Nothing so simple,’ he assured her. ‘Llan and Pensould and me
will get us in.’

Half amused, half
reassured by this swaggering confidence, Eva exchanged a look with
Tren.


Follow that boy?’ Tren said with a chuckle.


Link
arms with me,’ she said, threading her arm through his. ‘If I try
to turn on my head you’ll stop me, I hope, and vice
versa.’


That
or we will achieve a most interesting tandem hand-stand.’ Tren
smiled down at her with a creditable attempt at his usual
insouciance.


At
least nobody’s looking if we do,’ she muttered. The two of them
waited for the three draykoni to pass, then fell into step behind
them.

 

This short
journey was by far the strangest of Eva’s life.
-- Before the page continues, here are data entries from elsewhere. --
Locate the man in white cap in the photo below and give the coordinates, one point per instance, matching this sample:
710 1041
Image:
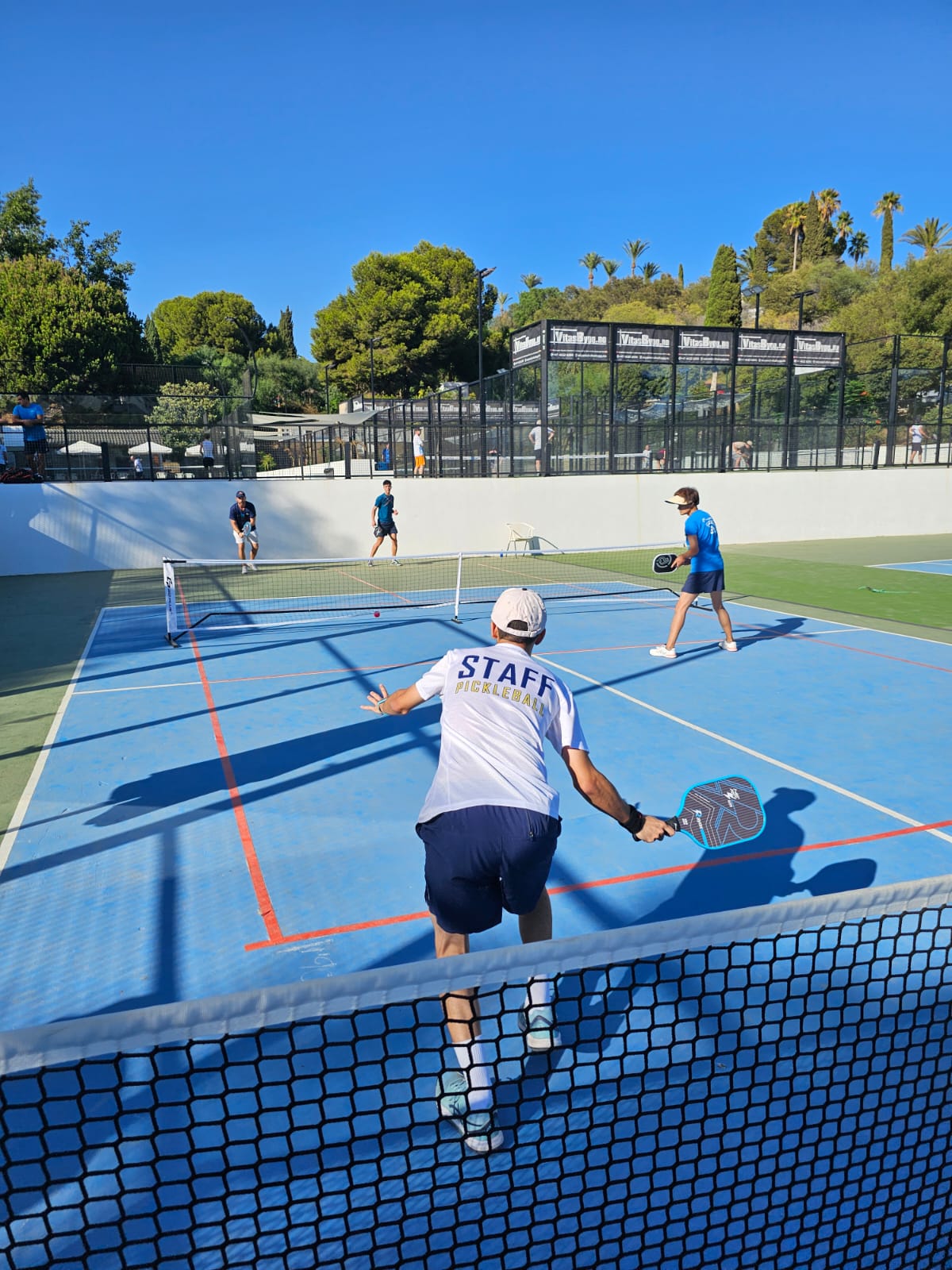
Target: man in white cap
490 823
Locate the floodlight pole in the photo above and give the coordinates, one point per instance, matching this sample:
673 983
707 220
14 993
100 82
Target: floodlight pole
480 276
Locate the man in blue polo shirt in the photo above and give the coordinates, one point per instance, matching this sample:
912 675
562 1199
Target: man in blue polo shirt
243 518
33 432
706 577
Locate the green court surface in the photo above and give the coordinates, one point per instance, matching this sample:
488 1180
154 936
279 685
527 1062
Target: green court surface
52 618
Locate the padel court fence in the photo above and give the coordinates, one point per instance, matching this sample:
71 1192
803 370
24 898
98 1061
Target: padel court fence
594 417
758 1090
230 595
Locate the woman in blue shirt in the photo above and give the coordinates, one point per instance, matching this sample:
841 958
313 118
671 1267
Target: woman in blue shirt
706 577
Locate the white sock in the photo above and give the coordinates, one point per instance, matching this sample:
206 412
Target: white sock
539 992
473 1064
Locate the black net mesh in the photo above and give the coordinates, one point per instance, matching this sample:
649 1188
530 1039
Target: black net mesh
767 1102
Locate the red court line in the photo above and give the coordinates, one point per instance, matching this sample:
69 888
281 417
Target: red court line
615 882
264 902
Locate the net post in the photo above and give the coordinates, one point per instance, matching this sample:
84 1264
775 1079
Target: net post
171 630
459 586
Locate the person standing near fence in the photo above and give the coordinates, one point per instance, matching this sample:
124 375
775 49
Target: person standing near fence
31 416
384 524
706 577
419 455
490 826
244 527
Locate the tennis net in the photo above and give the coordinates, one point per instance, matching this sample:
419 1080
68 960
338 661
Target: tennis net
276 592
765 1089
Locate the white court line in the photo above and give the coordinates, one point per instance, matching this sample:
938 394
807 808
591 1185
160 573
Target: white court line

Never could she
have imagined it would be so hard to put one foot in front of the
other without veering off track, or inverting herself. She and Tren
suffered an ignominious tumble at one point, but being unhurt they
were soon on their feet again (their feet, Eva was quick to check,
and not their hands), and back on their way. The three ahead kept
to their purpose with a little more style and a little less
involuntary comedy, and soon all five stood at the base of the
strange building-in-the-sky.

It had morphed
again, losing most of its surface area in favour of immense height.
It was shaped like a needle and looked woefully unstable. Eva eyed
it with grave misgivings.


Still
no door,’ Tren observed.


There
will be,’ Ori said with unshaken confidence.

Eva thought of
her time in the Lowers with Tren, when the two of them had climbed
their way up a similar tower without noticeable means of entrance.
They had reached the tiny window at the top; Eva had then moulded
it into a size wide enough to admit her person. That had been
possible because they were in Ayrien, and she was possessed of
enough draykon heritage to make the relatively simple procedure
work. What could three full draykoni do?